À la lumière de ces diverses définitions, on a le centre du débat qui secoue notre pays depuis quelques temps avec les blocages des raffineries contre lesquels le gouvernement met en place le droit de réquisition.
Mais avant que d’envisager la réquisition, il faut s’attacher d’abord un peu à la grève qui, le plus souvent, la précède. « Le droit de grève s’exerce dans le cadre des lois qui le règlementent » énonce l’alinéa 6 du Préambule de 1946. Une fois que l’on a dit cela, que fait-on serait-on tenté de dire ! Car, il faut en convenir, cet alinéa veut tout dire et rien dire en même temps ! La grève est une cessation collective et concertée du travail destinée à appuyer des revendications professionnelles. Un arrêt de la Chambre sociale de la Cour de Cassation du 2 février 2006 définit la grève comme « la cessation collective, concertée et totale du travail en vue de présenter à l’employeur des revendications professionnelles ». Pour être valable, une grève doit réunir trois conditions principales :
- un arrêt total du travail ;
- un arrêt collectif du travail par l’ensemble des salariés grévistes (l’appel d’un syndicat à faire grève n’est pas nécessaire) ;
- des revendications professionnelles (portant sur le salaire, les conditions de travail, la défense des droits…).
Les grèves dans les raffineries que l’on subit depuis quelques temps, remplissent les conditions semble-t-il. Mais on découvre que, quand la CGT demande 10 % d’augmentation sur les salaires de 2022 pour arrêter le mouvement social dans les raffineries du Groupe TotalEnergies, le géant pétrolier contre-attaque sur le niveau des salaires de ses employés. Selon le Groupe, les salariés touchent 5000 euros par mois en moyenne, intéressement-participation compris (4300 euros par mois hors intéressement).

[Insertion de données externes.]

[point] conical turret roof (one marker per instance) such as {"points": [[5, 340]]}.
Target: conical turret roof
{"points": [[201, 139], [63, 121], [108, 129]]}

Ce chiffre recouvre les ouvriers et agents de maitrise et exclue les cadres. Bien sûr avec son objectivité habituelle, et toujours enferrée dans une lutte des classes d’un autre temps, la GCT conteste les chiffres (sans en fournir d’autres). Mais peu importe d’ailleurs !
Avec 4000 et a fortiori 5000 euros, faire grève et bloquer des gens qui ont parfois à peine le SMIC pour vivre dans un contexte de crise, relève de l’indécence. Presque du caprice de riche…
Et puis nous ne résistons pas à rappeler qu’avec à peine 600 000 adhérents, la CGT représente tout juste 2,5 % des salariés français. 2,5 % qui bloquent environ 37 309 000 voitures particulières en circulation (données INSEE 2020). Tout est dit.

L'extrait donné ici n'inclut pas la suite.